He would often recite the words from one of the Chandogya Upanishads: “Forsooth, the name of Brahman is Satyam - forsooth, he who knows such things goeth daily into the world of Heaven.” The world of Heaven often seemed near to him, but he had never quite been able to reach it, never been able to quench the ultimate thirst. And from all the wise men he knew, even from the wisest of all, whose teachings he enjoyed, there was not one who ever had quite reached it, the world of Heaven, which would have quenched the ultimate thirst for him.

“Govinda,” said Siddhartha to his friend, “Govinda, dear friend, come with me under the banyan tree, we have to nurture our skill of contemplation.”

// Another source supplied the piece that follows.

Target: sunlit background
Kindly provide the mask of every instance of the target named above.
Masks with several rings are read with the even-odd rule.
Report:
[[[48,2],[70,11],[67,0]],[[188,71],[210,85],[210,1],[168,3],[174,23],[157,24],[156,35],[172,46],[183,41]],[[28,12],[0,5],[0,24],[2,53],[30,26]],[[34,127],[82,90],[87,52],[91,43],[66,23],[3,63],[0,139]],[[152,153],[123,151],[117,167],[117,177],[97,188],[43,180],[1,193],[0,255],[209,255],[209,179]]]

They went to the Banyan tree, they sat down beneath it, Siddhartha here and, twenty paces away, sat Govinda. As he sat down in preparedness to utter the word ‘Om,’ Siddhartha repeatedly muttered the verse:

  Om is the bow, the arrow is the soul,
  Brahman is the arrow’s goal,
  The goal to reach directly.

After they had practised contemplation for their usual length of time Govinda stood. The evening had come, it was time to wash in preparation for the evening. He called out Siddhartha’s name. Siddhartha gave no answer. Siddhartha sat deep in contemplation, his eyes were fixed on a greatly distant object, the tip of his tongue protruded slightly from between his teeth, he seemed not to be breathing. So he sat, engrossed in contemplation, his mind fixed on Om, his soul as the arrow sent out to Brahman.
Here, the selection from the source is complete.